Thinking Object Oriented





Object Oriented (OO) Programming is a programming paradigm that uses objects and interactions between them to design and implement software applications and computer programs. In the OO programming model, a program is a collection of interacting objects. Each object normally encapsulates data and operations that operate on the data. In contrast, in the conventional programming model, which is affected by the von Neumann computer architecture, a program is a list of subroutines or procedures or functions, which are composed of assignment statements, loops, and/or conditional if-else statements, etc. In this conventional procedural model, data and operations are separate. It is hard to structure code effectively to develop software applications when complexity reaches a certain level. Objects in OO programming are still machinelike, but they could be smart by careful design and implementation. Each object knows things, does things, and makes decisions. Each object potentially collaborate with others. Objects motivate reuse of code as well as concepts, which allows building large-scale applications based on blocks of code more economically.

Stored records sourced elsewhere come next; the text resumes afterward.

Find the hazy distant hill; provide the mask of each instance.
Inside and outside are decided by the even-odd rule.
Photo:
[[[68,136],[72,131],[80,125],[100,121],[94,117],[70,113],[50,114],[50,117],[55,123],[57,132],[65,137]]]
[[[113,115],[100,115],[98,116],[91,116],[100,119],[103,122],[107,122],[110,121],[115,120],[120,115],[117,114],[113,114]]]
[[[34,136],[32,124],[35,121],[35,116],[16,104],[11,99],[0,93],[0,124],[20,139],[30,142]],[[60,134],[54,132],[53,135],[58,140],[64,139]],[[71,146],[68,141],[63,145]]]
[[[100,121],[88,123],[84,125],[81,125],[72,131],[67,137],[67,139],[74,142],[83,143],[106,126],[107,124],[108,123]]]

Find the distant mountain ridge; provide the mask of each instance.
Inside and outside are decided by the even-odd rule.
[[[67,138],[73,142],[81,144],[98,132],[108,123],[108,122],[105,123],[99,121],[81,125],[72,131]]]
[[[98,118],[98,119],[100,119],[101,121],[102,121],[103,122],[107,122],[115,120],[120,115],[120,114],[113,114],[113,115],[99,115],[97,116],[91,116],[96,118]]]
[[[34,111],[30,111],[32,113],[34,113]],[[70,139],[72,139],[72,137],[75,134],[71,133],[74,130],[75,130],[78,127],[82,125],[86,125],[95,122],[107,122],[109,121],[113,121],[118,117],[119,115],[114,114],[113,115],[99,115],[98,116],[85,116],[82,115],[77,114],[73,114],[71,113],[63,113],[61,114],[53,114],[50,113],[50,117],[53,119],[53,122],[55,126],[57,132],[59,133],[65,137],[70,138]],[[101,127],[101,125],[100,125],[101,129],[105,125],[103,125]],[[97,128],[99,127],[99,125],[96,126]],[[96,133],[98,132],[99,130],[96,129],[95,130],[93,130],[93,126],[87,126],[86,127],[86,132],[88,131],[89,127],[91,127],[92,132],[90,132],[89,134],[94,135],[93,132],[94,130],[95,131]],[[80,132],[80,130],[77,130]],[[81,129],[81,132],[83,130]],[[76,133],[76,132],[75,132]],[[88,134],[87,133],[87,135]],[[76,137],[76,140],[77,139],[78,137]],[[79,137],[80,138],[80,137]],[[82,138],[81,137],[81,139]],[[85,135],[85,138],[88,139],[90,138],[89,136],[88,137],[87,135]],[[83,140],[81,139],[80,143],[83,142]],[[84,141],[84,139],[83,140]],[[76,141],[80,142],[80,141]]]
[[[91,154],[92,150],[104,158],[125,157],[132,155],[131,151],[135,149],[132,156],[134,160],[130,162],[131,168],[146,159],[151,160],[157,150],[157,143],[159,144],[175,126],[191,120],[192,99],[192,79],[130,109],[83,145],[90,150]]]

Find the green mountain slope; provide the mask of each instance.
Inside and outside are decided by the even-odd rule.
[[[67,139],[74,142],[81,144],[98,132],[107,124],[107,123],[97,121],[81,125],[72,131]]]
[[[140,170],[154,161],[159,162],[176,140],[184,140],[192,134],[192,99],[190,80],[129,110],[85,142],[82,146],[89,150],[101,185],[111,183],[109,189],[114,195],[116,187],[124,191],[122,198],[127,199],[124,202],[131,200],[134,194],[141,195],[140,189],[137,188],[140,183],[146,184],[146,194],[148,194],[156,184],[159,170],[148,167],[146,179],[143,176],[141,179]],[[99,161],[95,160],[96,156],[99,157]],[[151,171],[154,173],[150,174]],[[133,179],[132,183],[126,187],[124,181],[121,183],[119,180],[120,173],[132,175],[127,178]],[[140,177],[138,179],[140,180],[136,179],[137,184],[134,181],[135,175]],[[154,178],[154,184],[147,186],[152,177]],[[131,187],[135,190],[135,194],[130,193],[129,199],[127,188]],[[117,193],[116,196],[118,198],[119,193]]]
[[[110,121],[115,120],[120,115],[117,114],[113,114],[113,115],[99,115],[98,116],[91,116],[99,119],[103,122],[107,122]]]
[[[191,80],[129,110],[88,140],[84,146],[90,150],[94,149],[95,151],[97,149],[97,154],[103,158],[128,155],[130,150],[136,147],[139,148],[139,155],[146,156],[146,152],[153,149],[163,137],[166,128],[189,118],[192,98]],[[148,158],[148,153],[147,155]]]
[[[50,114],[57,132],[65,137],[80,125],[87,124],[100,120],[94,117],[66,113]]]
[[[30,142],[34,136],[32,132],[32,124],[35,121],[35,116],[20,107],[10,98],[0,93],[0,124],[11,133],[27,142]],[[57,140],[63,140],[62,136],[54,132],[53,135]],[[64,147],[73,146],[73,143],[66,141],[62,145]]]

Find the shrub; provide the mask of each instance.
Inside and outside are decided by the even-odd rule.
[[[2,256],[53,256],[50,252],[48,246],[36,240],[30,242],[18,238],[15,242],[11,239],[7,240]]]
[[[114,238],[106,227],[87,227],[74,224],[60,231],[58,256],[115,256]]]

Thinking Object-Oriented is the real power of OO programming. By thinking and approaching a problem using OO programming paradigm, we could see a program in terms objects and interactions between objects, which is similar to the way we think and model the real-world around us. We can map the objects and relationships in the mini-world at which we are interested into interacting objects in a computer program. We certainly do OO thinking all the time even though we might not call it OO thinking.

The languages we speak will direct the ways we think. OO programming languages such as JAVA, C#, Python facilitate thinking OO in programming. However, we do need to know that we can develop procedural programs using imperative programming languages such as C to solve the problems as well.